Примером того, как сурово власти иногда обращались с Булгариным, служит скандальная история публикации в «Северной пчеле» от 17 декабря 1846 г. баллады графини Е. П. Ростопчиной «Насильный брак». Специально посвященная этой теме статья Луиса Педротти (Louis Pedrotti)[1161]
подробно излагает, как баллада, по форме представляющая собой диалог между старым бароном и его женой об острой дисгармонии их семейных отношений, была воспринята императором Николаем в качестве аллегории политических отношений между Россией и Польшей. Невзирая на российский устав о цензуре 1828 г., воспрещавший истолковывать аллегории в ущерб их авторам[1162], царь потребовал от графа А. Ф. Орлова (преемника Бенкендорфа на посту начальника III отделения) разобраться.
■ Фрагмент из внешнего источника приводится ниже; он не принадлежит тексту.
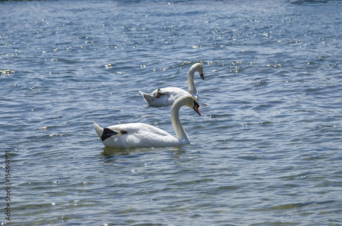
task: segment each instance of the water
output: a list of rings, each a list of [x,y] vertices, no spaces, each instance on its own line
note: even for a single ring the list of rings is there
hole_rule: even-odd
[[[341,225],[341,8],[1,1],[0,222]],[[202,115],[181,110],[190,144],[103,147],[93,121],[174,135],[170,107],[138,90],[187,89],[198,61]]]

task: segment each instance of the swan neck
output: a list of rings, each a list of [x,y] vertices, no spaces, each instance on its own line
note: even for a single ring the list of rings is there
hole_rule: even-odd
[[[192,67],[189,70],[189,73],[187,73],[187,88],[189,89],[189,93],[192,95],[197,94],[197,90],[196,89],[195,83],[194,83],[195,72],[196,68]]]
[[[184,130],[181,120],[179,120],[179,109],[183,105],[183,98],[177,99],[171,107],[171,122],[176,132],[176,137],[180,143],[188,143],[189,142],[189,137]]]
Булгарин отрицал какую-либо связь стихотворения Ростопчиной с польским вопросом[1163]. Тем не менее Орлов, по слухам, оттрепал Булгарина за ухо как школьника и, пригрозив телесным наказанием, заставил его выстоять час на коленях[1164]. Ростопчиной было велено вернуться из Западной Европы, где она находилась, в Россию, и оставаться в Москве, не участвуя в жизни императорского двора. Судьба «Пчелы» висела на волоске, но все же ее не закрыли.Случай с «Насильным браком» показывает, насколько взрывоопасной могла оказаться реальная или мнимая польская тематика в контексте тогдашних российско-польских взаимоотношений, учитывая разделы Польши и польские восстания, происходившие при жизни Булгарина[1165]
. Польский вопрос касался Булгарина прямо и непосредственно. Поляк по рождению, Булгарин был назван в честь польского патриота Тадеуша Костюшко. Отец Булгарина служил в повстанческой армии и провел некоторое время в российской тюрьме и ссылке. Получив военное образование в Петербурге и, по его собственным словам, в итоге почти разучившись говорить по-польски, Булгарин, видимо, все же чувствовал себя в достаточной мере польским патриотом, чтобы участвовать в наполеоновской кампании 1812–1813 гг. против России[1166] (Наполеон обещал Польше восстановление независимости, и создание им в 1807 г. Великого герцогства Варшавского интерпретировалось многими как веха на пути к польскому национальному возрождению).В становлении Булгарина-писателя заметную роль сыграл польский период его жизни после выхода в отставку с военной службы – в университетском городе Вильно в 1816–1819 гг., с публикациями на польском языке[1167]
и членством, под псевдонимом Дерфинтос[1168], в Товариществе шубравцев (по-польски так называют прощелыг), объединявшем сотрудников популярного сатирического издания «Новости с мостовой» («Wiadomości Brukowe»)[1169], тираж которого достигал 3000 экземпляров. Провокационное название Товарищества «было добровольно принято на себя людьми, которые намеревались бросить вызов якобы высоким ценностям тех, кто считал, что обладает этими ценностями (в основном помещикам и духовенству, которые, несмотря на просвещенное влияние университета, оставались отсталыми феодалами). Товарищество противопоставляло себя обскурантизму и консерватизму, пытаясь подорвать их доминирующее положение, и выступало в защиту крестьянства, прогрессивного мировоззрения и признания труда и образования в качестве эталонов общественных ценностей. Поскольку Товарищество главным образом занималось общественной критикой на местном уровне, его члены – в том числе несколько уважаемых университетских профессоров – не создали произведений, больших по объему или долгосрочных по эффекту. Но их эрудиция и знание всех великих моралистов от античности до современности, демонстрируемые в “Новостях с мостовой”, превратили это периодическое издание в культурный феномен виленской словесности» (Моха, с. 103).Попечителем Виленского учебного округа в 1803–1823 гг. был друг и советник императора Александра I князь Адам Ежи Чарторыйский. Когда Чарторыйский осознал, что вопреки его рекомендациям «Польша не будет восстановлена во всей своей целостности в союзе с Россией, ‹…› доведение Виленского университета до совершенства стало предметом его особой заботы. В тот момент университет ‹…› производил выпускников в количестве, далеко превышавшем местные нужды, и начал экспортировать интеллигенцию в саму Россию. Дальним прицелом такой политики была компенсация с помощью образования того, что не получилось за переговорным столом, а конечной целью плана – обеспечение польского интеллектуального и культурного превосходства на территории Российской империи» (Моха, с. 101).